Mayor Martin J. Walsh is appealing to the Massachusetts Gaming Commission to delay any decision on casinos near Boston until voters decide whether to repeal the state’s casino law in the November elections.
Citing a ruling by the Supreme Judicial Court this week allowing the repeal question to go to the ballot, Walsh said the city’s appeal aims to prevent the “needless expenditure of additional time, money, and effort’’ at a time when the future of casino gambling is unclear.
The commission is preparing to award the Boston-area resort casino license this summer to either Mohegan Sun for a proposal in Revere or Wynn Resorts for a proposal in Everett.
“The city respectfully requests that the Gaming Commission stay all proceedings before it concerning the issuance of a Category 1 License’’ in the Boston area, Walsh said in a letter to the commission. “Whatever the outcome of the November ballot initiative, it is prudent to pause and await the result.”
Walsh said his office sent the letter Thursday to chairman James McHugh and the panel’s three other members.
At a news conference this afternoon, he said the city was facing an “unprecedented situation right now” because of the high court decision.
Members of the gaming commission, who were in a public meeting when Walsh made his announcement Thursday afternoon, could not immediately respond to his statements.

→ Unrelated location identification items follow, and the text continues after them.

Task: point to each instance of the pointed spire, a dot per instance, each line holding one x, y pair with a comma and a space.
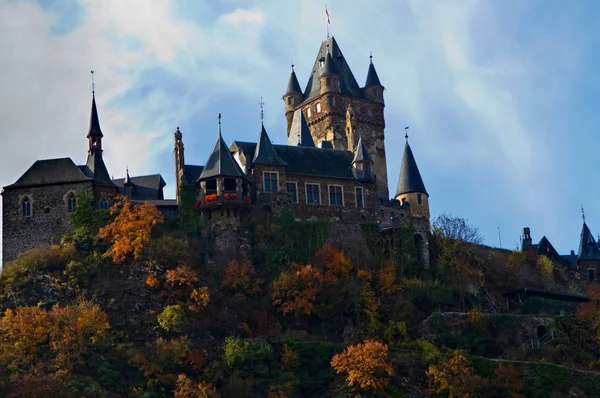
127, 181
410, 178
372, 78
221, 161
299, 131
329, 68
265, 152
293, 85
361, 154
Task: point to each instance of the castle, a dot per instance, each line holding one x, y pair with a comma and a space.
332, 168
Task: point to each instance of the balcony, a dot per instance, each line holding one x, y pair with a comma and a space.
227, 199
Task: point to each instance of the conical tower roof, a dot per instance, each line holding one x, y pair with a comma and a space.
293, 85
221, 163
94, 130
265, 152
410, 178
299, 131
361, 153
372, 78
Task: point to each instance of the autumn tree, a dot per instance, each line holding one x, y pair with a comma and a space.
363, 364
456, 376
296, 290
130, 231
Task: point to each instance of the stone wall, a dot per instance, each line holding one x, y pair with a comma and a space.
48, 222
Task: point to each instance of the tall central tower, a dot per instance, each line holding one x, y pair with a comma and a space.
338, 110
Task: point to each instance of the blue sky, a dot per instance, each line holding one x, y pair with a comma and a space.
501, 96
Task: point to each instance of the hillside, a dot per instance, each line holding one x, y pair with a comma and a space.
134, 304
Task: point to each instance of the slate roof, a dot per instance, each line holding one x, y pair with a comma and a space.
191, 173
221, 162
149, 187
307, 161
588, 249
348, 84
410, 178
293, 85
372, 78
361, 153
265, 153
96, 169
94, 130
299, 131
51, 171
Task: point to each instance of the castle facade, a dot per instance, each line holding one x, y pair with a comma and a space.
333, 167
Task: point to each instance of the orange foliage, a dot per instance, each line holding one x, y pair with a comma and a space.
456, 376
507, 377
241, 277
131, 228
296, 290
186, 388
334, 260
361, 361
66, 332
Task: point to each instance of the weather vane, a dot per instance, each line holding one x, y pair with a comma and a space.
93, 85
262, 111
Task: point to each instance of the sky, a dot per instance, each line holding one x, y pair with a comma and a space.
501, 96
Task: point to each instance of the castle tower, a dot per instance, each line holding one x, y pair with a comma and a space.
330, 91
95, 167
410, 185
179, 162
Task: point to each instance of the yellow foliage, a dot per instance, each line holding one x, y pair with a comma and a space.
359, 362
130, 230
456, 376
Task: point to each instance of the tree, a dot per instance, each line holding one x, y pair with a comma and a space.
296, 290
130, 230
456, 376
362, 364
457, 228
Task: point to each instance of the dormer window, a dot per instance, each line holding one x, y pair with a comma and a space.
103, 205
71, 203
26, 207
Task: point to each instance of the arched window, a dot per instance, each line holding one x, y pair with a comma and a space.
103, 204
26, 207
71, 203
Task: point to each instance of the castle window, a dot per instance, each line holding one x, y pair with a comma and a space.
312, 193
71, 203
292, 189
103, 205
360, 199
270, 181
26, 207
336, 197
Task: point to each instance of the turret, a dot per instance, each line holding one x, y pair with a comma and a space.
410, 185
373, 88
179, 161
329, 78
292, 97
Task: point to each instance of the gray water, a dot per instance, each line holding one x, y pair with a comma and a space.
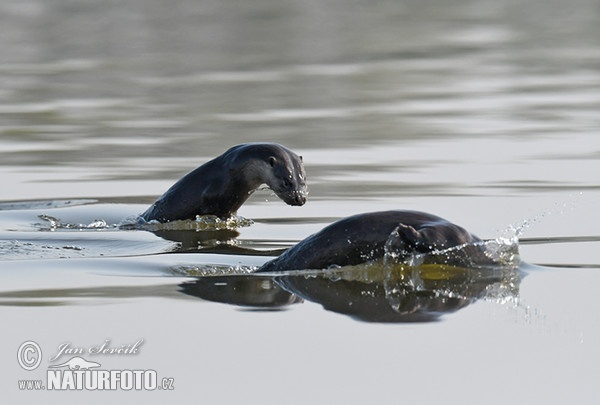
485, 113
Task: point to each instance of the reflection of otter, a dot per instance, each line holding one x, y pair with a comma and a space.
246, 291
410, 294
220, 186
366, 237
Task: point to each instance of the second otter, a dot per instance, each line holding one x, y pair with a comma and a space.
220, 186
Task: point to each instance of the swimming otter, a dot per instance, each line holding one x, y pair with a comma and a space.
220, 186
367, 237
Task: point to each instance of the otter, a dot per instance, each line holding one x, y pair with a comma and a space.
220, 186
368, 237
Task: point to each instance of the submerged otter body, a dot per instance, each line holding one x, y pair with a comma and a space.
367, 237
220, 186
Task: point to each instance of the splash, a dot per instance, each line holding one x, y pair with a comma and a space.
201, 223
53, 224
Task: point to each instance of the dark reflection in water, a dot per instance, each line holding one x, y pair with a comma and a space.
371, 293
246, 291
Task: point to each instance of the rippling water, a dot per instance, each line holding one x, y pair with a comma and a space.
482, 112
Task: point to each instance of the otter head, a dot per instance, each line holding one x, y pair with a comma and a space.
287, 179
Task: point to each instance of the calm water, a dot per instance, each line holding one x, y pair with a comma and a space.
484, 113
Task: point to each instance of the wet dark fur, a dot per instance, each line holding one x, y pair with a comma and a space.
362, 238
220, 186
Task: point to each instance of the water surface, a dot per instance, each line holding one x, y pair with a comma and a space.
483, 113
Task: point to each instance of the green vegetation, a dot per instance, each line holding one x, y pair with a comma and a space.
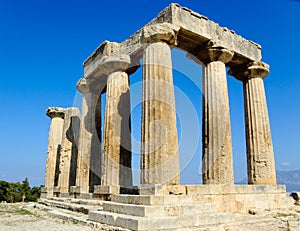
17, 192
23, 212
284, 215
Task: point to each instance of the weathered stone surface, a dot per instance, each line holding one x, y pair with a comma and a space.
159, 160
217, 166
69, 152
54, 143
260, 155
117, 136
194, 31
160, 32
89, 147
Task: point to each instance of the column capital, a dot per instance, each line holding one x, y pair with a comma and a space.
55, 112
249, 71
212, 54
110, 64
82, 86
160, 32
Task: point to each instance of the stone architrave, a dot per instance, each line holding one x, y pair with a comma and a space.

Dan Rizzo, the mayor of Revere, said in a statement that the process should continue.
“I have the utmost respect for Mayor Walsh and appreciate his concerns; however, voters in Revere have come out twice in support of jobs, economic development, and new sources of revenue. We have complied with all laws as set forth in the legislation and have adhered to all rules of the commission,” Rizzo said.
“A timeline has been announced and they should stick with it. It’s also worth noting that two other licenses have been granted with full knowledge that there could be a ballot question — this is no different. Mohegan Sun has reached 11 other surrounding community agreements. I can see no reason for further delays,” he said.
Bill Mulrow, chairman of the board at Suffolk Downs, which would be the site of the Mohegan Sun casino, urged the commission to stick to its timeline, saying “we are dismayed by the approach [Mayor Walsh] has chosen.”
But the Repeal the Casino Deal campaign issued a statement lauding Walsh’s action.
“Now that it’s clear the people will have a chance to vote yes to repeal casinos, smart leaders like Mayor Walsh see the wisdom in slowing the Gaming Commission’s rush to the slots table. The economy is growing, cranes are up in every skyline in Massachusetts, jobs are coming back. The people of Massachusetts know we can do better and the people should be heard before any decisions are made,” said John Ribeiro, chairman of the group.
Walsh’s decision came two days after a ruling by state’s highest court touched off a contentious referendum campaign over one of the most charged issues in a generation and put at peril the future of a potential billion-dollar industry in Massachusetts.
Walsh noted that the court took aim at Attorney General Martha Coakley, saying she erred in refusing to certify an initiative petition to prohibit casino gambling on the November ballot. The SJC ruled that the initiative should be decided by voters, and ordered Coakley to certify the petition, the mayor added.
“I was gratified to learn that the citizens of Boston will finally be given the opportunity to vote on this critical issue,’’ Walsh said in the letter. “We will know in a short time whether or not casino gambling will be permitted in Massachusetts.”
The mayor said that if casino gambling is prohibited, the issue of gaming in the Boston area will be “moot.
“If it is allowed, I remain hopeful that the citizens of Boston will be able to vote on whether or not they approve of the pending proposals’’ in the area, Walsh said.